© JUNGE FREIHEIT Verlag GmbH & Co. www.jungefreiheit.de 50/16 / 09. Dezember 2016

Grüße aus Bern
Frierend und beseelt
Frank Liebermann

Der Winter ist meine liebste Jahreszeit. Im Gegensatz zu den anderen Jammerlappen, denen es immer zu kalt, neblig oder feucht  ist, mag ich die finstere Jahreszeit. Im Bahnhof hängen Kugeln und Deko, Bern leuchtet hell. Rauschebärte sind im Stadtbild anzutreffen, dieses Mal nicht von Hipstern oder gläubigen Muslimen, sondern von Nikoläusen. 

Selbst die Nachbarn haben nun ihre Balkone und Vorgärten mit leuchtenden Rentieren, Weihnachtsmännern und bunten Bäumen geschmückt. Zeit, um endlich den Weihnachtmarkt zu besuchen. Besser gesagt, die Weihnachtsmärkte. Trotz seiner überschaubaren Größe hat Bern nämlich gleich zwei davon. Auf dem Münster- und auf dem Waisenhausplatz.

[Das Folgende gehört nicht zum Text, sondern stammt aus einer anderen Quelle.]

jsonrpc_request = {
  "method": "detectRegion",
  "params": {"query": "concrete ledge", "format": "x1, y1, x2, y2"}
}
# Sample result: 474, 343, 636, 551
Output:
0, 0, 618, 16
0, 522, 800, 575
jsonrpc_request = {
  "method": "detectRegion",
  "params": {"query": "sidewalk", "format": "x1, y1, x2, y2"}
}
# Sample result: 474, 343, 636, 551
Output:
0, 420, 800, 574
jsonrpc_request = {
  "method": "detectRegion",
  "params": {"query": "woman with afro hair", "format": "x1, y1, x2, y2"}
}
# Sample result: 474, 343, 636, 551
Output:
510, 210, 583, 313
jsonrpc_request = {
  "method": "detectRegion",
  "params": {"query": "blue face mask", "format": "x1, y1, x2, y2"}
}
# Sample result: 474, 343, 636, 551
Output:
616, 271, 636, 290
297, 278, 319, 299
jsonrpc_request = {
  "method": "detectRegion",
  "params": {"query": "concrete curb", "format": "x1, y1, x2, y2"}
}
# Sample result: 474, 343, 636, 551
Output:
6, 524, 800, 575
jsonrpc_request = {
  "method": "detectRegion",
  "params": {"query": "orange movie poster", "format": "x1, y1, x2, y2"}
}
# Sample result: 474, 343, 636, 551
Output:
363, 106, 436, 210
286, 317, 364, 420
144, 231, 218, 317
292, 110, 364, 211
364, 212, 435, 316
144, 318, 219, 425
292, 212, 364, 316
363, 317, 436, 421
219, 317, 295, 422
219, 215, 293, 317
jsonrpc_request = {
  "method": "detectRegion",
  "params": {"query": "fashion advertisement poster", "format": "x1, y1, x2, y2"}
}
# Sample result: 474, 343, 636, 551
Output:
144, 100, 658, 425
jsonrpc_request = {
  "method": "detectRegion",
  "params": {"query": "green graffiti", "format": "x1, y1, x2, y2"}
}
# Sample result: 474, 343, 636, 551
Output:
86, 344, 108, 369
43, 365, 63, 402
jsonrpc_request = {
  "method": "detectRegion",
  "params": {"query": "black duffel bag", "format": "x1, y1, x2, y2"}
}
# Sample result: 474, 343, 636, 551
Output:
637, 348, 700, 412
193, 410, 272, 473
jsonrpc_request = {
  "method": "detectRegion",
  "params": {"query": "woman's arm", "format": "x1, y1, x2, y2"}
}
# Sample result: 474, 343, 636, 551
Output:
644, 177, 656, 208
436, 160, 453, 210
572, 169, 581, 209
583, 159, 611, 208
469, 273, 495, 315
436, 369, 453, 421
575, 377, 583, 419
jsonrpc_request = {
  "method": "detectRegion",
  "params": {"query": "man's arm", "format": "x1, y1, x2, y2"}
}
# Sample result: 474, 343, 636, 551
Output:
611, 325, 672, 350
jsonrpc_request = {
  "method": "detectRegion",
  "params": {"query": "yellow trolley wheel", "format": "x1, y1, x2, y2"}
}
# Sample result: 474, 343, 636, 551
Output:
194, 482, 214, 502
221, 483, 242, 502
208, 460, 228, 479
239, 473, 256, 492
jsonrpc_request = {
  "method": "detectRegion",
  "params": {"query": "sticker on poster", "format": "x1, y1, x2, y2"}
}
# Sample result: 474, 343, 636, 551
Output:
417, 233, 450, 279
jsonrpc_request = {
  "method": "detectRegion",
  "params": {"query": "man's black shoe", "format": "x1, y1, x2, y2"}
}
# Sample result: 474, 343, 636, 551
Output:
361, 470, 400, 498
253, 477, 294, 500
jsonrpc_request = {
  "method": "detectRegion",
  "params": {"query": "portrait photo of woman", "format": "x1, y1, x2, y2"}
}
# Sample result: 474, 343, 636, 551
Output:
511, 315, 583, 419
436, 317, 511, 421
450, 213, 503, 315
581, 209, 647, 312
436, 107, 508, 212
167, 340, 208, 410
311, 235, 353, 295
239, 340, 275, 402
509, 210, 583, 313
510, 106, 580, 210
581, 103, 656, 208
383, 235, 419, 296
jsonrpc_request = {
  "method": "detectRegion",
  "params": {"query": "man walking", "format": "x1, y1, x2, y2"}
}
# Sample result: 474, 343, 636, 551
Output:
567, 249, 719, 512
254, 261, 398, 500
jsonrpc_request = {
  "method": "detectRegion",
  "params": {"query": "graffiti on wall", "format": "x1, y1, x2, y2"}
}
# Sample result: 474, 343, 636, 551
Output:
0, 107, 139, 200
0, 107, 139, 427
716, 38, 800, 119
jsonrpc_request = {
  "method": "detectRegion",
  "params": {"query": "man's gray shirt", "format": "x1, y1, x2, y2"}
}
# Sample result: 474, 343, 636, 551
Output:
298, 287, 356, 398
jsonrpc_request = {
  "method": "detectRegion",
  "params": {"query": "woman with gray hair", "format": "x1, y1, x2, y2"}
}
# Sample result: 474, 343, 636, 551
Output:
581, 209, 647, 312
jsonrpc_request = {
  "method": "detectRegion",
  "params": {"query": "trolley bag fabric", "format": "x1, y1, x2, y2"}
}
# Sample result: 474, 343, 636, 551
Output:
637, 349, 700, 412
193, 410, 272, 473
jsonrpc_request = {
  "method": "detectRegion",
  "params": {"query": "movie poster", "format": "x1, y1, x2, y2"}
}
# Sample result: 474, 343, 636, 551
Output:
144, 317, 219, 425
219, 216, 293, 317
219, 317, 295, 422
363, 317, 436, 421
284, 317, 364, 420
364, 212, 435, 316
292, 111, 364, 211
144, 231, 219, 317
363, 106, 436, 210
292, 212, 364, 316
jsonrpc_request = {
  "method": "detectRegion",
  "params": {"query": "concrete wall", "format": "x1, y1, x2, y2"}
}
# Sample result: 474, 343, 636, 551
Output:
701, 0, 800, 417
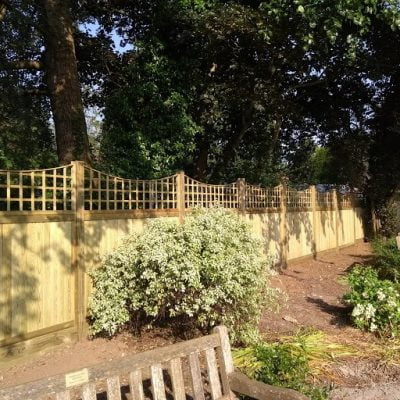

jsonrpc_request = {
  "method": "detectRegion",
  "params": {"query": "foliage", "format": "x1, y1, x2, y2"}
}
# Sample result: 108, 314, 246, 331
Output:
100, 43, 201, 178
372, 238, 400, 283
343, 266, 400, 337
0, 77, 57, 169
90, 209, 276, 342
234, 329, 346, 400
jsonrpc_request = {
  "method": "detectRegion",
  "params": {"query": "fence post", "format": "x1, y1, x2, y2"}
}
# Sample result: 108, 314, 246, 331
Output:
310, 185, 318, 258
176, 171, 185, 224
236, 178, 246, 215
279, 182, 288, 268
72, 161, 87, 340
332, 188, 339, 251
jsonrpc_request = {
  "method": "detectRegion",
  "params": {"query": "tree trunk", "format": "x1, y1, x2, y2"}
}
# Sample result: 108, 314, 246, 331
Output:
40, 0, 90, 164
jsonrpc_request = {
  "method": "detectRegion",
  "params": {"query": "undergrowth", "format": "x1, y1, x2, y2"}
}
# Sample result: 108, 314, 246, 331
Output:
234, 329, 354, 400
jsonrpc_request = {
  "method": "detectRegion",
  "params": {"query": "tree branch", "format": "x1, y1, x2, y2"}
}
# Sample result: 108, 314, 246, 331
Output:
0, 60, 43, 71
0, 0, 8, 22
288, 79, 326, 91
24, 88, 49, 96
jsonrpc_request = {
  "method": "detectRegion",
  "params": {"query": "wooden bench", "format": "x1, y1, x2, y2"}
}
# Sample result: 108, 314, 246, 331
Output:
0, 326, 307, 400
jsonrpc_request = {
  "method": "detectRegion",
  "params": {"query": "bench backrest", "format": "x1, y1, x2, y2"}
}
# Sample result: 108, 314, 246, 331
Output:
0, 326, 233, 400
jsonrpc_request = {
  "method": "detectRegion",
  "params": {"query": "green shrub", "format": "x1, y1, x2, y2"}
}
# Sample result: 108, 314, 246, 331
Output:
234, 342, 327, 400
343, 266, 400, 336
372, 238, 400, 282
90, 208, 276, 341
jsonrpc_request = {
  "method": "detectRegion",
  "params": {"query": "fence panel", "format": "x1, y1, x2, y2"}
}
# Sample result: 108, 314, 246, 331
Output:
0, 162, 363, 358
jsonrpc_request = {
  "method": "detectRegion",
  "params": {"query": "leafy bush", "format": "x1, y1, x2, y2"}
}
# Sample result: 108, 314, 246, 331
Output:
372, 238, 400, 282
90, 208, 276, 341
344, 266, 400, 336
234, 334, 327, 400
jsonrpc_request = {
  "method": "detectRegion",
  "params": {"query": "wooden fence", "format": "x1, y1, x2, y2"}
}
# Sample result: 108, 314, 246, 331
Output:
0, 162, 364, 359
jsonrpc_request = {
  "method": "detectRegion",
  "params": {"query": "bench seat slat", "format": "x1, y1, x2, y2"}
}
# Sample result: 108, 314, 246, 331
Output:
189, 352, 205, 400
129, 369, 144, 400
170, 358, 186, 400
205, 349, 222, 400
107, 376, 121, 400
150, 364, 166, 400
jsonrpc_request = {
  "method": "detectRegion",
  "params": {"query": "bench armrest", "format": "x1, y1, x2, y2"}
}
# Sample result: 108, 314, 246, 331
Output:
228, 371, 308, 400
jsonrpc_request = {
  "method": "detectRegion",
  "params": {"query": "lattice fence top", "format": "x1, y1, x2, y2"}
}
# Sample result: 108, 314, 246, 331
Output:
0, 165, 72, 211
84, 167, 177, 211
0, 163, 362, 212
286, 187, 312, 209
185, 175, 239, 208
245, 185, 281, 209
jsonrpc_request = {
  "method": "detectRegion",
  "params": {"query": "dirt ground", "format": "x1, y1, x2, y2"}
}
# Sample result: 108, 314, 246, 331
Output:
0, 243, 400, 400
261, 243, 400, 400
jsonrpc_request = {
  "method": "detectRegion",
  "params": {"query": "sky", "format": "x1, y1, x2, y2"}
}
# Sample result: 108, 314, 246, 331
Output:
80, 23, 134, 54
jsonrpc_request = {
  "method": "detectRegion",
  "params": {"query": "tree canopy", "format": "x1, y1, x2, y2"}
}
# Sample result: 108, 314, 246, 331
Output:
0, 0, 400, 205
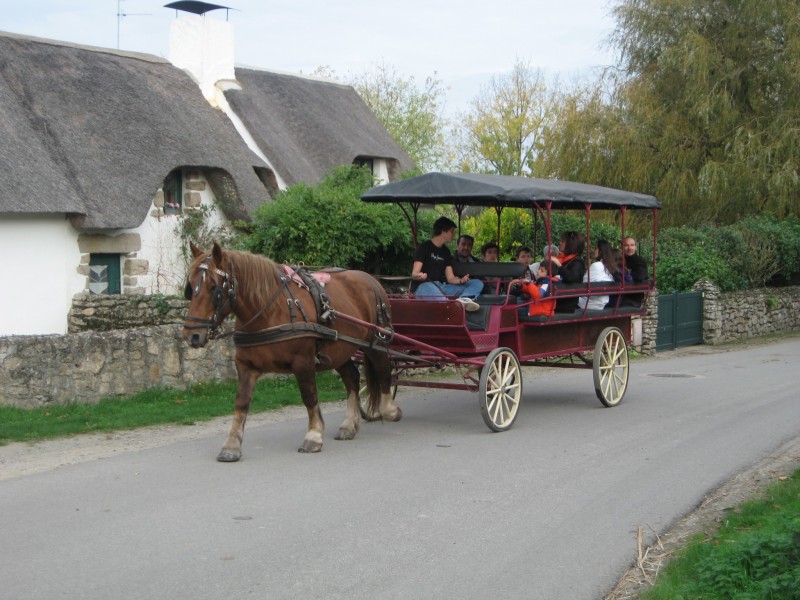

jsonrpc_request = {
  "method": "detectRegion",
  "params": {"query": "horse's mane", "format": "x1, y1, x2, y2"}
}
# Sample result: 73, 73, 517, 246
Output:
189, 250, 279, 306
223, 250, 279, 306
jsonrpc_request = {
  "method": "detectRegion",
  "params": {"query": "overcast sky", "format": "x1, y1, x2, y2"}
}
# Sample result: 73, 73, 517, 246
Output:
0, 0, 614, 111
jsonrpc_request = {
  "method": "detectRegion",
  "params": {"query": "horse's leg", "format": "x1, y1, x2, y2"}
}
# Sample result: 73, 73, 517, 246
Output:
293, 366, 325, 452
335, 360, 361, 440
217, 362, 259, 462
364, 350, 403, 421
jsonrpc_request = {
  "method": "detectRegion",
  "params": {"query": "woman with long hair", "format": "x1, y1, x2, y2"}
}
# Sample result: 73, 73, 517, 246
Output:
551, 231, 586, 312
578, 240, 619, 310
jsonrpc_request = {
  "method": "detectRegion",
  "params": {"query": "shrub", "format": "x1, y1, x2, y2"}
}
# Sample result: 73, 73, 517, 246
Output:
656, 244, 745, 293
244, 167, 413, 273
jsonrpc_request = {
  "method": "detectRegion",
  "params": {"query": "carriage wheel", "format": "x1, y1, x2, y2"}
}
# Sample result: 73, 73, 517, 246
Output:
592, 327, 629, 406
478, 348, 522, 431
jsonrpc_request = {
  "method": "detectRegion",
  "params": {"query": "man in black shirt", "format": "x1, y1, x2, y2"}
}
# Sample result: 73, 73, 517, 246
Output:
411, 217, 483, 312
620, 237, 648, 307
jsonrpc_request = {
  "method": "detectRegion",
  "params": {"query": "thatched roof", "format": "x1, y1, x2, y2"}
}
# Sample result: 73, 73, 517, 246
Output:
0, 32, 268, 229
225, 67, 414, 185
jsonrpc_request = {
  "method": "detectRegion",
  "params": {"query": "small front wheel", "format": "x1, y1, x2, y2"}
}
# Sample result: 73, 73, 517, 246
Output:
592, 327, 629, 406
478, 348, 522, 431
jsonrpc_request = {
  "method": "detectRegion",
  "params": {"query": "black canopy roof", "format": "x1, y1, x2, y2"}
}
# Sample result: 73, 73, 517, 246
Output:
361, 173, 661, 209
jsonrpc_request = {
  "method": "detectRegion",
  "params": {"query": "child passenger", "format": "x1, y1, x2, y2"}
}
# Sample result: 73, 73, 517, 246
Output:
517, 259, 558, 317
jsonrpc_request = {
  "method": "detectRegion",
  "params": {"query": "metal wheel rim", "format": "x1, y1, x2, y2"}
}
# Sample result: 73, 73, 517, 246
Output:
592, 327, 629, 406
479, 348, 522, 431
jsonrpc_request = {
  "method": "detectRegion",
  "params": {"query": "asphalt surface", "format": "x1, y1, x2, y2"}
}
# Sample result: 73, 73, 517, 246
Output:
0, 339, 800, 600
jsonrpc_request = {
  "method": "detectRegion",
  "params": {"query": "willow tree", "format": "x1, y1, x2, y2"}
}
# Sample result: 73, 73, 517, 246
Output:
455, 60, 554, 175
542, 0, 800, 224
348, 64, 447, 172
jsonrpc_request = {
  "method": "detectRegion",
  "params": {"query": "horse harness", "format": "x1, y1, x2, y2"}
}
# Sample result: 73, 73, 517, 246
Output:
186, 256, 393, 363
184, 255, 238, 339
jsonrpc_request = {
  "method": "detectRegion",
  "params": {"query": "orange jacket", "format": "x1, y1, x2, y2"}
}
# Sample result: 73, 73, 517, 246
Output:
522, 277, 556, 317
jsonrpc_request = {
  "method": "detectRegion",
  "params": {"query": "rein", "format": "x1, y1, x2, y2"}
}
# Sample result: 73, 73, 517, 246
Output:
184, 256, 394, 348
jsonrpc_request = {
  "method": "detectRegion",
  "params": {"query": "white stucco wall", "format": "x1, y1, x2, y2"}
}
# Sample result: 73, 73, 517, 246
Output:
169, 12, 235, 101
0, 215, 86, 336
131, 180, 228, 295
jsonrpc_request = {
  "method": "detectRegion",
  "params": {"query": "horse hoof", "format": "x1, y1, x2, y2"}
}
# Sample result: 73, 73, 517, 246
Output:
385, 406, 403, 423
297, 440, 322, 454
333, 427, 356, 440
217, 448, 242, 462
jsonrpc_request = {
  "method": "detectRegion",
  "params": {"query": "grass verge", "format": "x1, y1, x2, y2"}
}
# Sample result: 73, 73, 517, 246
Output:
0, 372, 345, 445
640, 470, 800, 600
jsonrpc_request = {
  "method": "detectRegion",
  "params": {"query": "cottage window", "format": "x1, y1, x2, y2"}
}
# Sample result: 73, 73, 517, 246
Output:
89, 254, 121, 294
161, 169, 183, 215
353, 156, 375, 174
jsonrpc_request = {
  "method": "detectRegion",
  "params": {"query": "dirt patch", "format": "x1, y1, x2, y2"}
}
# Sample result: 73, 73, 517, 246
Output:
603, 438, 800, 600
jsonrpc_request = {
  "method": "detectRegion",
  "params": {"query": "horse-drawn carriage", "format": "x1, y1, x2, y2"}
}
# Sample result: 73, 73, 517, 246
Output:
184, 173, 660, 461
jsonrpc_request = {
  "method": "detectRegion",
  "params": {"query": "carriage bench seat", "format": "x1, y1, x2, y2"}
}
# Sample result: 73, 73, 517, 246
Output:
453, 262, 528, 304
519, 306, 642, 323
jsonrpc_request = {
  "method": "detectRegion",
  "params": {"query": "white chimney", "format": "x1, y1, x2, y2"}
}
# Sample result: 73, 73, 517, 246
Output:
169, 12, 235, 104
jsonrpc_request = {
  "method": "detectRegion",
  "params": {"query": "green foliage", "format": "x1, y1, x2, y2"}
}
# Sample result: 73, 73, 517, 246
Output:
641, 471, 800, 600
244, 167, 413, 273
175, 201, 239, 266
453, 60, 554, 175
462, 208, 622, 261
652, 214, 800, 292
0, 372, 345, 445
656, 247, 743, 293
350, 64, 447, 172
541, 0, 800, 225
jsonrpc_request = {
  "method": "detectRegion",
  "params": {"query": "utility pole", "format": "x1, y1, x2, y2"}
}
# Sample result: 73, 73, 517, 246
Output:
117, 0, 153, 50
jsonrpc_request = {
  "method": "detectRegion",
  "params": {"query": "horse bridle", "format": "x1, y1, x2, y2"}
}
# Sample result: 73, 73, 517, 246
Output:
184, 255, 239, 339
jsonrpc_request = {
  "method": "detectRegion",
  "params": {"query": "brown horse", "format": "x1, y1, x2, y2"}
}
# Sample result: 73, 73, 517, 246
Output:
183, 243, 403, 462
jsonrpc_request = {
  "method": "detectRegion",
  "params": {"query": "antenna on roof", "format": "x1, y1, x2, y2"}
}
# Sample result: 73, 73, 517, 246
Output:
164, 0, 236, 21
117, 0, 153, 50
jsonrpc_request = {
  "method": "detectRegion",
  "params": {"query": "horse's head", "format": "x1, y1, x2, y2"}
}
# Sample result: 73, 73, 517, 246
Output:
183, 242, 237, 348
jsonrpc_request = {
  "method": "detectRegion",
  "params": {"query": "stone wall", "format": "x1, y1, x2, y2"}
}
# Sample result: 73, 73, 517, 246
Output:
694, 280, 800, 345
67, 292, 188, 333
0, 325, 236, 408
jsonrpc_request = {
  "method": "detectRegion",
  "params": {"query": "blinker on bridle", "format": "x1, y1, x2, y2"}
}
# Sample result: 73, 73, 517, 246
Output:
184, 256, 237, 337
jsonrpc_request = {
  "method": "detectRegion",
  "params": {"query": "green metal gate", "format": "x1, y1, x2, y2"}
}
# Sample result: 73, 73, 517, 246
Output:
656, 292, 703, 351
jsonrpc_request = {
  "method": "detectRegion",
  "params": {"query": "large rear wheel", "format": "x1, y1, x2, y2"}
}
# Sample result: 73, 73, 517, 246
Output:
592, 327, 629, 406
478, 348, 522, 431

Zu meinem ersten Besuch verabrede ich mich mit ein paar Freunden. Wohlgemut marschiere ich los. Es hat Minusgrade und ein eisiger Wind weht. Die Häuser und die Lauben darunter schützen nur begrenzt. Doch die Berner lieben ihre Weihnachtsmärkte. Es ist erst später Nachmittag, die meisten Besucher sind noch nüchtern, aber es ist schon brechend voll. 

Normalerweise würde ich solche Getränke nicht mit der Kneif-zange anfassen.

Als ich meine Freunde entdecke, wird mir ein Becher entgegengestreckt. Freudig nehme ich den ersten Schluck des Jahres. Der Wein riecht nach Zimt, ist klebrig, die schlechtgespülte Tasse haftet an meinem Handschuh. Den Rum schmecke ich deutlich heraus, hier hat der Gastronom nicht gegeizt.

 Normalerweise würde ich solche Getränke nicht mit der Kneifzange anfassen, aber es weihnachtet. Und daher verwundert es mich nicht, wenn der erste Glühwein noch weh tut. Hier hilft nur eiserne Disziplin. Zügig, aber ohne Hast leeren wir die Becher, die nächste Runde hole ich. Die Gespräche werden lockerer, die Kälte kriecht den Körper hoch. Um diese etwas abzuschütteln, mache ich eine Anstandsrunde um die Stände, um zu sehen, was dort feilgeboten wird. Keramikkugeln, Kerzen, Bürsten und andere seltsame Dinge werden zu völlig überteuerten Preisen angeboten. Kaum jemand kauft etwas. Nach zwei Minuten bin ich wieder bei meinen Kollegen angekommen, denn der Markt vor dem Münster ist sehr überschaubar.

 Ein Freund motiviert mich, mit ihm ein benachbartes Gasthaus zum Austreten aufzusuchen. Der Wirt verlangt 50 Rappen für den WC-Besuch oder Konsum. Wir entscheiden uns für Obstler. Draußen nehmen wir noch zwei Runden. Frierend, aber beseelt gehe ich nach Hause.